In the kitchen, Gwen spread the whole conglomeration out on the big dining table. There were several of those little packs of playing cards with pictures on the faces, a great number of simple photographs on glossy paper, a number of little printed books of stories with a few badly reproduced photographs which said they were made in France but which obviously were not since some of the photographs were the same as those printed on the paper. Anyway, the people in them didn’t look like Frenchmen, they looked American.

All of this stuff she did not bother with, but instead set up the little projector (which she had seen Bob use a thousand times right here in this room, to show his own color snapshots and nature pictures) so it was focused on the wide white brick wall of the fireplace, the only blank wall in the room. Then she took the box of color transparencies and started running them through it.

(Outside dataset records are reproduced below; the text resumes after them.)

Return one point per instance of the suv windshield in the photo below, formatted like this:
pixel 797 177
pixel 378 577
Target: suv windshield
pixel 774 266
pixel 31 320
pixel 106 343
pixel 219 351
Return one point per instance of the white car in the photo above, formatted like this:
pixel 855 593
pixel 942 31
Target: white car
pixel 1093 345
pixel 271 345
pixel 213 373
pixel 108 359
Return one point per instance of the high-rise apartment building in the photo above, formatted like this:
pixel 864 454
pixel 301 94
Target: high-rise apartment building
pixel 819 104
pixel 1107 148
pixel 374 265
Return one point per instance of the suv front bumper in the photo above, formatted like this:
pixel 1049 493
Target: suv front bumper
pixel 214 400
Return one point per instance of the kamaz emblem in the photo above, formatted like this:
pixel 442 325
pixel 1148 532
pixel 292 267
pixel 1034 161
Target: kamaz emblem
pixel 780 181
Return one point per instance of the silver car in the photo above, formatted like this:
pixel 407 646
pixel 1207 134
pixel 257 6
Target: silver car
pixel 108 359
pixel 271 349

She was well aware there was a strong element of danger in all of this, a possibility that she might be caught, but she welcomed it. Something wild and outraged and violated in her made her almost wish for it. It would make quite a nice little scene. It was only a little after nine, and Wally Dennis might still show up lugging along that chicken-headed little idiot Dawn, whom he was trying so hard to seduce. Or Bob himself might very easily come home a little early. Well, let them come; damn them; damn them all. Let them catch her. She wished they would. Wouldn’t they be surprised, and then she could tell them how she was a nymphomaniac.

There were a few pornographic scenes among the color transparencies, but mostly they were only posed portraits of nude women.

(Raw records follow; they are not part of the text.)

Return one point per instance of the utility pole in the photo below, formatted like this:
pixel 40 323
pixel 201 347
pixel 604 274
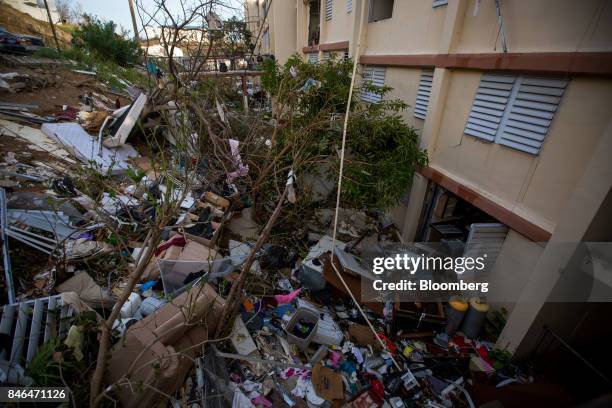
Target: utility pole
pixel 131 3
pixel 52 26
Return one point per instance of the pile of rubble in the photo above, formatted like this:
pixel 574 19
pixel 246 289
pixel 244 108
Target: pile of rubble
pixel 298 339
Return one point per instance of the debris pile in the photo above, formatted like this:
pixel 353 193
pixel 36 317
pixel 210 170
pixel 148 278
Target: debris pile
pixel 129 215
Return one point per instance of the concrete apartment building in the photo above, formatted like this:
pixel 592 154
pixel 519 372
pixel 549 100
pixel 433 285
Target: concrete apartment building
pixel 512 100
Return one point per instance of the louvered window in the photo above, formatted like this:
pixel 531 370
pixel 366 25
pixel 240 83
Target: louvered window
pixel 515 111
pixel 376 77
pixel 423 94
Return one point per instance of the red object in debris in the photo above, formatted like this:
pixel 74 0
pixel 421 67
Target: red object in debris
pixel 390 345
pixel 377 388
pixel 177 240
pixel 70 113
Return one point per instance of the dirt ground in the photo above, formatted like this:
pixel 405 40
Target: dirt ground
pixel 17 22
pixel 64 88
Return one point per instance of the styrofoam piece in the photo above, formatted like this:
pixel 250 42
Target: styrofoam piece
pixel 324 245
pixel 37 139
pixel 128 123
pixel 130 307
pixel 328 332
pixel 86 147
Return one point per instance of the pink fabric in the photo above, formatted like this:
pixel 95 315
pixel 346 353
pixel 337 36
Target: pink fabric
pixel 282 299
pixel 262 401
pixel 242 169
pixel 335 358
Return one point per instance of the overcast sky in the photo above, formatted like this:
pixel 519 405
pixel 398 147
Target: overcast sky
pixel 119 11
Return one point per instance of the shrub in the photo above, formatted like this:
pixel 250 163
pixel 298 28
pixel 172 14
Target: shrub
pixel 382 149
pixel 100 39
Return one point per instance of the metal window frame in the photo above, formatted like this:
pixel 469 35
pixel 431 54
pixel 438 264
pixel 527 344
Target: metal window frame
pixel 439 3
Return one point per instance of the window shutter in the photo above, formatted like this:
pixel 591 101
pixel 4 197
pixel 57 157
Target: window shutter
pixel 531 112
pixel 423 94
pixel 485 238
pixel 489 105
pixel 376 77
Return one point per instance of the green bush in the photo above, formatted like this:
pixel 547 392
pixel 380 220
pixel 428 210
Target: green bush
pixel 100 39
pixel 382 150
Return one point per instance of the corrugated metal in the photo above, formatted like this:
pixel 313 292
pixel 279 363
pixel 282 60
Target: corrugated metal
pixel 531 113
pixel 485 240
pixel 32 323
pixel 438 3
pixel 376 77
pixel 489 106
pixel 423 94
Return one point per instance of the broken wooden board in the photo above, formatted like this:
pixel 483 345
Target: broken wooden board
pixel 37 139
pixel 86 147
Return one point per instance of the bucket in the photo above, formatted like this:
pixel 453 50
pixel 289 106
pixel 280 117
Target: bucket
pixel 455 310
pixel 474 318
pixel 301 316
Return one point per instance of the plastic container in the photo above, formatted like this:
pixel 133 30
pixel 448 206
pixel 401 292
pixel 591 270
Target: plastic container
pixel 474 319
pixel 328 332
pixel 455 311
pixel 131 305
pixel 306 315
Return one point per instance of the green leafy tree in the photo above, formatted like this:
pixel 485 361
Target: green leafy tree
pixel 309 106
pixel 100 38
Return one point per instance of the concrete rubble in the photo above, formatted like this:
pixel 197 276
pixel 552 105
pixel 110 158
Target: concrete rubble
pixel 297 340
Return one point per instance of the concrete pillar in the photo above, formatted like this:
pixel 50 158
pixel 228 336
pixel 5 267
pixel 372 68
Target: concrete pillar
pixel 574 223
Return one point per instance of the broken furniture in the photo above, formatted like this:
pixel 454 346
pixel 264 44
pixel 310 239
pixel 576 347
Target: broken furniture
pixel 159 350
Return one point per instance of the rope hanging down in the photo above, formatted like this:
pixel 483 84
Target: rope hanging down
pixel 346 116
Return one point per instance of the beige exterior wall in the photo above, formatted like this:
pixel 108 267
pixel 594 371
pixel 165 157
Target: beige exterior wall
pixel 280 25
pixel 415 28
pixel 546 189
pixel 535 187
pixel 538 25
pixel 405 84
pixel 340 27
pixel 282 31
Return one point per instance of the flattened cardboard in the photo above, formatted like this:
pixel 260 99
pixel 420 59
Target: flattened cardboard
pixel 327 383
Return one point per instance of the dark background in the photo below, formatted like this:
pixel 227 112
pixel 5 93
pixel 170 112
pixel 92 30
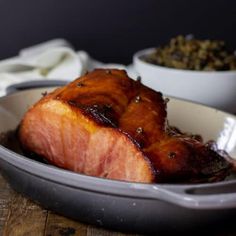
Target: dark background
pixel 112 30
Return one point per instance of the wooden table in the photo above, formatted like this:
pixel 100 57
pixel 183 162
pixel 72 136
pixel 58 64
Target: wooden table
pixel 20 216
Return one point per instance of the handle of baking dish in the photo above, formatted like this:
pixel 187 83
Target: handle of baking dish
pixel 203 196
pixel 34 84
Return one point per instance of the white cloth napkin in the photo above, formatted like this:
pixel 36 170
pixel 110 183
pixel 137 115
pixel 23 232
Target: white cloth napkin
pixel 54 59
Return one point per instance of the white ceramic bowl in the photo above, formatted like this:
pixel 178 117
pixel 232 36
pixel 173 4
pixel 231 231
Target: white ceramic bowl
pixel 214 88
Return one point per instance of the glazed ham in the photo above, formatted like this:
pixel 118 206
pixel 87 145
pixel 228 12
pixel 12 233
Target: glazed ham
pixel 107 125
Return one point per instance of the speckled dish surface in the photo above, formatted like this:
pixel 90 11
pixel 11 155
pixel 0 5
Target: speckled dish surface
pixel 118 205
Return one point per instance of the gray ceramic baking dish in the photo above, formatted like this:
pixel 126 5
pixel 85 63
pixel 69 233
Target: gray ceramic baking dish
pixel 125 206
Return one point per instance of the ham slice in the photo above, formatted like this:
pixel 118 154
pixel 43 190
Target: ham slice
pixel 107 125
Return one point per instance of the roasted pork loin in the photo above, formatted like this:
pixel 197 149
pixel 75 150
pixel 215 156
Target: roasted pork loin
pixel 105 124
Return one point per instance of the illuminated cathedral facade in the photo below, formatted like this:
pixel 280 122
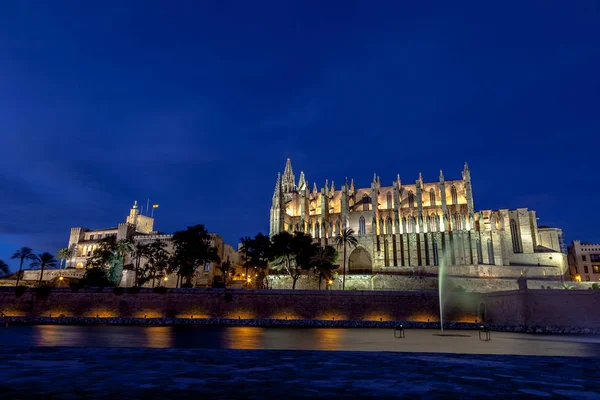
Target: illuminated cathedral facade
pixel 411 225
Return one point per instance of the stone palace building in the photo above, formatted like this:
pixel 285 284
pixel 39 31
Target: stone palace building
pixel 407 225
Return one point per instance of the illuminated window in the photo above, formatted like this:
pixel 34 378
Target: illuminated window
pixel 514 233
pixel 479 252
pixel 362 227
pixel 366 202
pixel 411 225
pixel 491 251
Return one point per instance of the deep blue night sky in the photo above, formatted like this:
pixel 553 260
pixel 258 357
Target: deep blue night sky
pixel 197 105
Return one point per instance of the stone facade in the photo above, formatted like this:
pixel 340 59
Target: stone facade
pixel 139 229
pixel 424 224
pixel 584 261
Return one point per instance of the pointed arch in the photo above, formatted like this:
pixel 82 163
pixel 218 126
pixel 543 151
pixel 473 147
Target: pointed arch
pixel 479 251
pixel 362 226
pixel 411 199
pixel 436 260
pixel 366 202
pixel 491 252
pixel 514 233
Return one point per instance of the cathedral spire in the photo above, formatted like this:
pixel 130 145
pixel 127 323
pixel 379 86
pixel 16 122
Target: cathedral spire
pixel 288 181
pixel 302 181
pixel 277 190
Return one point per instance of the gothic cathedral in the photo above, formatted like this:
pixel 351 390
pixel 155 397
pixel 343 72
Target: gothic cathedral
pixel 412 225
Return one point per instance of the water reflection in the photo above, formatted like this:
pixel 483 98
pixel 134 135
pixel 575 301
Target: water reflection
pixel 331 339
pixel 243 337
pixel 55 335
pixel 159 336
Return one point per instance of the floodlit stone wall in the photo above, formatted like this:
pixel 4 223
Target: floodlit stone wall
pixel 279 304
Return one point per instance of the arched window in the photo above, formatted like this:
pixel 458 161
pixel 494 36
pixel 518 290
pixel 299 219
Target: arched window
pixel 479 252
pixel 362 227
pixel 457 222
pixel 454 195
pixel 491 252
pixel 514 233
pixel 366 202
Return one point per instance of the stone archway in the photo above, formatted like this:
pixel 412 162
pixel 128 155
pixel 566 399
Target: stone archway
pixel 359 262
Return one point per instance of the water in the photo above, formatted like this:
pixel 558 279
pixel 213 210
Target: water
pixel 441 275
pixel 329 339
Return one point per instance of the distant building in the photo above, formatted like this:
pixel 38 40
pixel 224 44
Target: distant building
pixel 584 261
pixel 407 225
pixel 140 229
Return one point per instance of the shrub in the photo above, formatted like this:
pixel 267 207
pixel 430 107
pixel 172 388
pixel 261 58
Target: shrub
pixel 43 292
pixel 20 290
pixel 133 290
pixel 160 290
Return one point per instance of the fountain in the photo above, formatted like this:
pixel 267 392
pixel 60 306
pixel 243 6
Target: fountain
pixel 441 275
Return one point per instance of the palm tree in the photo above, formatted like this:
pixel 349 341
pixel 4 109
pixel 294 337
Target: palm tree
pixel 3 268
pixel 346 238
pixel 323 260
pixel 139 251
pixel 64 254
pixel 24 253
pixel 43 261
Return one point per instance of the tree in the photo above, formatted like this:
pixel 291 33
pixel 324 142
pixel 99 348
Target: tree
pixel 4 270
pixel 158 262
pixel 346 238
pixel 323 260
pixel 193 249
pixel 226 268
pixel 65 254
pixel 139 251
pixel 292 253
pixel 24 253
pixel 43 261
pixel 256 252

It was always a startling thing to think of Bob being interested in such things. He was really such a dear, sweet old thing. She could just see him, hiding his pictures away like a small boy and looking at them guiltily in his room. It would be funny if he did catch her, Gwen thought, and giggled nervously like a girl. Would his face be red! Who would ever have thought of him, Robert Ball French the poet, philosopher, recluse, collecting pornography?

Suddenly, a wild idea came to her and she laughed outright as she began immediately to put it into action. She had wanted to do something wild, hadn’t she? All evening, she had dimly heard people going along the sidewalk outside the little fence, hadn’t she? Laughing to herself with a kind of insane ribaldry, she selected one of the most garish, chorus girl-looking nudes, put it into the projector. Then she went around turning all the lights off. When the room was dark, she carried the little projector into the living room to the window edge and opened the window.

The cold air from the open window poured in over her. There were two slightly open spaces between the trees and bushes where you could see in a straight line to the street. Still laughing to herself nervously, Gwen switched the projector on and focused it through one of them, adjusting it till the picture of the nude, which she had put in sideways, appeared to be lying in the gutter beside the sidewalk. Then she switched it off and waited.

There was a streetlight at the corner whose feeble light would help hide the beam of the projector through the air, while at the same time not being strong enough to kill the picture on the ground. The way the trees were situated before the house it would be next to impossible for anyone to see the beam. She waited patiently.

Pretty soon she could hear voices coming down the sidewalk on the other side across the street, a man’s and a woman’s. She couldn’t recognize them. She waited until they were about a hundred feet away. Then laughing silently she switched the projector on.